Hi Aaron, and list members,

Aaron Krister Johnson wrote:
> I call all meantones where the fifth is flatter than 1/3 comma (or
19-equal)
> 'active meantones'. They are an acquired taste, but I rather like them.
> 1/2-comma is close to 26-equal, and is a bit more active and approaching
> pelog. 2/5-comma is close to 45-equal, and is a compromise between
19-equal
> and 26-equal. You can try ever more active and flatter fifths by testing
5th
> sizes from 26-equal and smaller by adding 4 to the numerator and 7 to the
> denominator of each n-tet in a series:
>
> 15 steps of 26-tet, 19 of 33-tet, 23 of 40-tet, 27 of 47-tet, 31 of
> 54-tet......
>
> of course, the resulting thirds (after going 4 fifths up) become more and
more
> neutral sounding and harsh with harmonic timbres. 26 (1/2-comma) for me is
a
> limit to how far *I* will go in these negative 'active meantones' and
still
> use traditional Western harmonic progressions. Going beyond gets more
> 'pelog-ish', but if that's you thing, you should enjoy it very much. It's
a
> different kind of beauty--very spicy and restless.

Aaron,
Thanks for this! I appreciate the chance to learn from
your experience.

Excuse a little maths? I just want to get a handle on your
series of tunings.

* Start maths *
Filling in the first three terms of your series of fifths
backwards gives, of course, 11 of 19; 7 of 12; and 3 of 5.
So the series has nth term = (3+4n) of (5+7n), and for large
enough n, this approaches 4 of 7. All these fifths thus lie
between 720 cents (3 of 5) - the sharpest of them all - and
~686 cents (4 of 7) - the flattest of them all.
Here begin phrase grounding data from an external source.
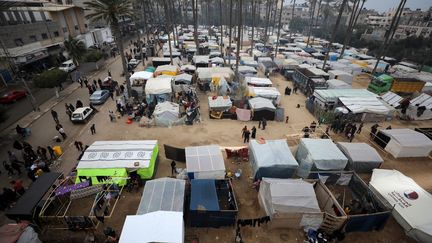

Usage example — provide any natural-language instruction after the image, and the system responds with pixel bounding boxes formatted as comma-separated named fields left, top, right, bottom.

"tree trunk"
left=264, top=0, right=271, bottom=42
left=112, top=21, right=131, bottom=98
left=235, top=0, right=242, bottom=75
left=314, top=0, right=322, bottom=28
left=339, top=0, right=360, bottom=58
left=219, top=0, right=225, bottom=64
left=306, top=0, right=316, bottom=47
left=163, top=0, right=174, bottom=63
left=289, top=0, right=296, bottom=39
left=322, top=0, right=348, bottom=70
left=250, top=0, right=255, bottom=56
left=228, top=0, right=233, bottom=59
left=274, top=0, right=284, bottom=59
left=192, top=0, right=199, bottom=53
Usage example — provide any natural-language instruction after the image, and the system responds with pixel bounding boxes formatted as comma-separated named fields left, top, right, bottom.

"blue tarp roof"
left=190, top=179, right=219, bottom=211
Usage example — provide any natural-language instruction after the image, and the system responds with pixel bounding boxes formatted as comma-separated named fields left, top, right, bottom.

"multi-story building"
left=280, top=4, right=311, bottom=26
left=0, top=0, right=86, bottom=71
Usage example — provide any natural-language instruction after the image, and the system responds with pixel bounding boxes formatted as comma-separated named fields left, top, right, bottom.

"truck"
left=293, top=67, right=329, bottom=96
left=367, top=74, right=425, bottom=95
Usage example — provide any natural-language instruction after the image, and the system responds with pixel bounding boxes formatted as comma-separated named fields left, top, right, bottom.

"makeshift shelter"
left=210, top=57, right=224, bottom=65
left=76, top=140, right=159, bottom=185
left=238, top=66, right=258, bottom=76
left=6, top=173, right=62, bottom=221
left=405, top=93, right=432, bottom=120
left=186, top=145, right=226, bottom=179
left=154, top=65, right=178, bottom=76
left=313, top=172, right=391, bottom=233
left=373, top=129, right=432, bottom=158
left=249, top=139, right=298, bottom=180
left=152, top=57, right=172, bottom=67
left=180, top=64, right=196, bottom=74
left=336, top=142, right=383, bottom=173
left=248, top=86, right=281, bottom=104
left=154, top=101, right=181, bottom=127
left=193, top=55, right=210, bottom=67
left=258, top=178, right=347, bottom=231
left=245, top=77, right=272, bottom=87
left=145, top=77, right=172, bottom=103
left=259, top=61, right=278, bottom=74
left=326, top=79, right=351, bottom=89
left=370, top=169, right=432, bottom=242
left=130, top=71, right=153, bottom=97
left=119, top=211, right=184, bottom=243
left=328, top=70, right=353, bottom=84
left=189, top=179, right=238, bottom=227
left=380, top=91, right=403, bottom=108
left=208, top=96, right=233, bottom=119
left=174, top=73, right=193, bottom=85
left=296, top=138, right=348, bottom=178
left=137, top=178, right=185, bottom=215
left=248, top=97, right=276, bottom=121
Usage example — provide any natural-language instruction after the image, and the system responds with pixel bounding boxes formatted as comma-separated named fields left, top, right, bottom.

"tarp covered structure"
left=245, top=77, right=272, bottom=87
left=337, top=142, right=383, bottom=173
left=137, top=178, right=185, bottom=215
left=249, top=140, right=298, bottom=180
left=154, top=64, right=178, bottom=76
left=313, top=89, right=377, bottom=105
left=186, top=145, right=226, bottom=179
left=119, top=211, right=184, bottom=243
left=154, top=101, right=181, bottom=127
left=370, top=169, right=432, bottom=243
left=327, top=79, right=351, bottom=89
left=6, top=173, right=62, bottom=221
left=189, top=179, right=238, bottom=227
left=248, top=97, right=276, bottom=121
left=406, top=93, right=432, bottom=120
left=208, top=96, right=232, bottom=111
left=381, top=91, right=403, bottom=108
left=76, top=140, right=159, bottom=185
left=296, top=138, right=348, bottom=178
left=130, top=71, right=153, bottom=84
left=259, top=178, right=322, bottom=229
left=376, top=129, right=432, bottom=158
left=145, top=77, right=172, bottom=103
left=248, top=86, right=281, bottom=104
left=174, top=73, right=193, bottom=85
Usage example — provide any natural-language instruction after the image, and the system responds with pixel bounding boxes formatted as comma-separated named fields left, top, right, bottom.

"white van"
left=59, top=60, right=76, bottom=72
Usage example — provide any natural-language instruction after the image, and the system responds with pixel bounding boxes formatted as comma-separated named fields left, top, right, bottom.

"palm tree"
left=306, top=0, right=317, bottom=47
left=63, top=36, right=87, bottom=66
left=289, top=0, right=296, bottom=39
left=235, top=0, right=243, bottom=75
left=192, top=0, right=199, bottom=53
left=84, top=0, right=134, bottom=97
left=274, top=0, right=284, bottom=58
left=250, top=0, right=256, bottom=57
left=339, top=0, right=363, bottom=58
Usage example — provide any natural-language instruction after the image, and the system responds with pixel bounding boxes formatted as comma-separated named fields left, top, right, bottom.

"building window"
left=42, top=33, right=48, bottom=39
left=29, top=35, right=37, bottom=42
left=63, top=27, right=67, bottom=33
left=14, top=38, right=24, bottom=46
left=74, top=25, right=79, bottom=30
left=54, top=31, right=59, bottom=37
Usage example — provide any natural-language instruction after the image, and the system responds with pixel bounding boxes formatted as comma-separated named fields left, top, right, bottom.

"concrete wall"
left=0, top=21, right=61, bottom=48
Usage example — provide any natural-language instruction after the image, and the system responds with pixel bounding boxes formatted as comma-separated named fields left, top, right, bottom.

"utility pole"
left=20, top=73, right=39, bottom=112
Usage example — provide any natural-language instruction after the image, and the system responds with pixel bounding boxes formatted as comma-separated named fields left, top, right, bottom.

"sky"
left=293, top=0, right=431, bottom=13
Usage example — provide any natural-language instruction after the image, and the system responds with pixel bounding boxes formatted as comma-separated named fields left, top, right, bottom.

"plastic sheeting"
left=249, top=140, right=298, bottom=180
left=248, top=97, right=276, bottom=111
left=186, top=145, right=226, bottom=179
left=337, top=142, right=383, bottom=173
left=236, top=108, right=251, bottom=121
left=154, top=102, right=182, bottom=127
left=406, top=93, right=432, bottom=120
left=137, top=178, right=185, bottom=215
left=145, top=77, right=172, bottom=95
left=208, top=96, right=232, bottom=111
left=381, top=91, right=403, bottom=107
left=248, top=87, right=281, bottom=104
left=296, top=139, right=348, bottom=178
left=327, top=79, right=351, bottom=89
left=339, top=96, right=391, bottom=115
left=370, top=169, right=432, bottom=243
left=245, top=77, right=272, bottom=87
left=380, top=129, right=432, bottom=158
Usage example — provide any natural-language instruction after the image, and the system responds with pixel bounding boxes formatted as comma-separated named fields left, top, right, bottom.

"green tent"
left=76, top=140, right=158, bottom=186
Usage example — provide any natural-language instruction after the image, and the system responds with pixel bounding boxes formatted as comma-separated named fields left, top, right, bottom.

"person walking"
left=357, top=122, right=363, bottom=134
left=258, top=120, right=261, bottom=129
left=261, top=118, right=267, bottom=130
left=76, top=99, right=83, bottom=108
left=74, top=141, right=82, bottom=151
left=370, top=124, right=379, bottom=139
left=310, top=121, right=317, bottom=132
left=243, top=129, right=251, bottom=143
left=3, top=161, right=14, bottom=176
left=285, top=116, right=289, bottom=123
left=51, top=110, right=59, bottom=123
left=58, top=127, right=67, bottom=139
left=251, top=126, right=257, bottom=139
left=90, top=124, right=96, bottom=135
left=47, top=146, right=56, bottom=160
left=241, top=126, right=247, bottom=139
left=171, top=160, right=177, bottom=176
left=109, top=91, right=114, bottom=100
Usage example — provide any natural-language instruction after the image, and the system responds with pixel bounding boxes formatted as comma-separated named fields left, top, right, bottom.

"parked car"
left=59, top=60, right=76, bottom=72
left=0, top=90, right=27, bottom=104
left=128, top=58, right=140, bottom=68
left=71, top=107, right=94, bottom=123
left=90, top=90, right=110, bottom=105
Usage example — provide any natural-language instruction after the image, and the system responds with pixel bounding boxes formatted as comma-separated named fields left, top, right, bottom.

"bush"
left=82, top=50, right=103, bottom=63
left=34, top=69, right=68, bottom=88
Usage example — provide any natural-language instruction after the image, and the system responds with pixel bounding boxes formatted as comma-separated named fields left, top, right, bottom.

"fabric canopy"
left=337, top=142, right=383, bottom=173
left=174, top=73, right=193, bottom=84
left=370, top=169, right=432, bottom=243
left=180, top=64, right=196, bottom=71
left=327, top=79, right=351, bottom=89
left=6, top=173, right=61, bottom=220
left=380, top=129, right=432, bottom=158
left=248, top=97, right=276, bottom=111
left=381, top=91, right=403, bottom=107
left=130, top=71, right=153, bottom=83
left=154, top=101, right=180, bottom=126
left=119, top=211, right=184, bottom=243
left=137, top=178, right=185, bottom=215
left=245, top=77, right=272, bottom=86
left=296, top=138, right=348, bottom=178
left=249, top=139, right=298, bottom=180
left=193, top=55, right=210, bottom=64
left=186, top=145, right=225, bottom=179
left=313, top=89, right=377, bottom=104
left=339, top=96, right=391, bottom=115
left=238, top=66, right=257, bottom=74
left=248, top=87, right=281, bottom=103
left=208, top=96, right=232, bottom=110
left=145, top=77, right=172, bottom=95
left=77, top=140, right=157, bottom=169
left=406, top=93, right=432, bottom=120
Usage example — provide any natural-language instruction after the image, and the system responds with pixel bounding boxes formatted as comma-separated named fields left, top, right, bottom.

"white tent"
left=154, top=101, right=180, bottom=127
left=327, top=79, right=351, bottom=89
left=174, top=73, right=193, bottom=85
left=405, top=93, right=432, bottom=120
left=370, top=169, right=432, bottom=243
left=248, top=86, right=281, bottom=104
left=145, top=77, right=172, bottom=95
left=338, top=96, right=391, bottom=115
left=381, top=91, right=403, bottom=108
left=337, top=142, right=383, bottom=173
left=186, top=145, right=226, bottom=179
left=245, top=77, right=272, bottom=87
left=259, top=178, right=323, bottom=229
left=379, top=129, right=432, bottom=158
left=130, top=71, right=153, bottom=84
left=119, top=211, right=184, bottom=243
left=193, top=55, right=210, bottom=64
left=208, top=96, right=232, bottom=111
left=238, top=66, right=258, bottom=75
left=328, top=70, right=353, bottom=84
left=296, top=138, right=348, bottom=178
left=180, top=64, right=196, bottom=72
left=248, top=97, right=276, bottom=111
left=249, top=140, right=298, bottom=180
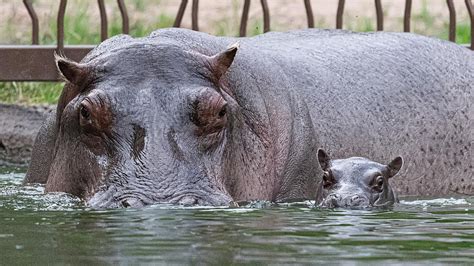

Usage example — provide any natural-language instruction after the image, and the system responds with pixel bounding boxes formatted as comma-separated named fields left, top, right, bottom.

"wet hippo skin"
left=24, top=28, right=473, bottom=208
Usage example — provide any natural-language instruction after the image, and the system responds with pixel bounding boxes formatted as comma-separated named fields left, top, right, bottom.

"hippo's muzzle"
left=320, top=193, right=371, bottom=209
left=86, top=185, right=233, bottom=208
left=169, top=192, right=233, bottom=207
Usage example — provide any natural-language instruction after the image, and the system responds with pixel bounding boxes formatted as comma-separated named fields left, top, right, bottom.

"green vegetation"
left=346, top=17, right=375, bottom=32
left=0, top=82, right=63, bottom=105
left=0, top=0, right=471, bottom=105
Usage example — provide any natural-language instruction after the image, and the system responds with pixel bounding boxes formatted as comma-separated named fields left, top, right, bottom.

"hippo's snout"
left=348, top=194, right=370, bottom=207
left=171, top=192, right=233, bottom=207
left=320, top=193, right=371, bottom=208
left=177, top=196, right=200, bottom=206
left=323, top=193, right=341, bottom=208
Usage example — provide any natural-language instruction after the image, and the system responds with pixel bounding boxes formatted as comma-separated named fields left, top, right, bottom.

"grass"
left=0, top=82, right=63, bottom=105
left=0, top=0, right=471, bottom=105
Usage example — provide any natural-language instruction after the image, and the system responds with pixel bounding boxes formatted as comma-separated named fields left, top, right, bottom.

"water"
left=1, top=167, right=473, bottom=264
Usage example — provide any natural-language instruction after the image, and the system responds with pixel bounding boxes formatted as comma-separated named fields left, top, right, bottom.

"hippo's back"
left=156, top=28, right=473, bottom=197
left=243, top=29, right=473, bottom=196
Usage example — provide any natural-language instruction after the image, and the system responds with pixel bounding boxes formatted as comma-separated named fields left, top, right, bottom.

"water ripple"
left=1, top=167, right=473, bottom=264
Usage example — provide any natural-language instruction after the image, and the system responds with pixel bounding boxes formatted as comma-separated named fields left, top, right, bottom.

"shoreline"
left=0, top=103, right=53, bottom=166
The nearest
to a just fifth of 702 cents is given by 7 of 12.

Four fifths minus two octaves gives us the thirds of this
series of tunings; the third thus ranges from 480 cents
down to ~343 cents - that is, from a flattish fourth down to
a sharpish minor third.

At some point, I guess, that third will be SO neutral that it
becomes hard to distinguish major third from minor third -
Let's see - the fifth is (3+4n) steps of (5+7n), the (major)
third is 4 x (3+4n) - 2 x (5+7n) = (2+2n) steps, the minor
third is (3+4n) - (2+2n) = (1+2n) steps. So the difference
between major and minor third is just 1 step of (5+7n); and
so they become closer together the larger we make n - the
larger EDO we choose. Of course, they won't become
indistinguishable until they're within a few cents of each
other - for example, we don't get a 5-cent difference until
243-EDO, when the fifth is 139 steps; and we don't get a
2-cent difference until 600-EDO, when the fifth is 343
steps.
* End maths *

But long before that point, you say you won't "still use
traditional Western harmonic progressions". That's very
likely a better test of what I was looking for than my
vague expression "fairly just". I guess that for "traditional
Western harmonic progressions" to be useful, we need to
have a very clear distinction between major and minor -
they need to be so far apart there's no likelihood of
hearers confusing them.

Just revisiting something you wrote:
> of course, the resulting thirds (after going 4 fifths up)
> become more and more neutral sounding and harsh with
> harmonic timbres ...

Presumably, much of this harshness would disappear if
one were to synthesise inharmonic timbres with overtones
from the tuning?

> On Friday 12 August 2005 11:57 am, Paul Erlich wrote:
> > --- In MakeMicroMusic@yahoogroups.com, "Yahya Abdal-Aziz"
> >
> > > Here's my question, on which I seek your collective wisdom based
> > > on actual experience of alternative tunings (rather than theory):
> > > How far can one take this narrowing of the chromatic semitones,
> > > while still retaining a fairly just flavour to the intonation?
> >
> > Hi Yahya,
> >
> > Perhaps Aaron Johnson is uniquely qualified to answer this question,
> > considering the extensive work he's just done in 2/5-comma meantone,
> > which could be one possible answer to your query.
...etc

Regards,
Yahya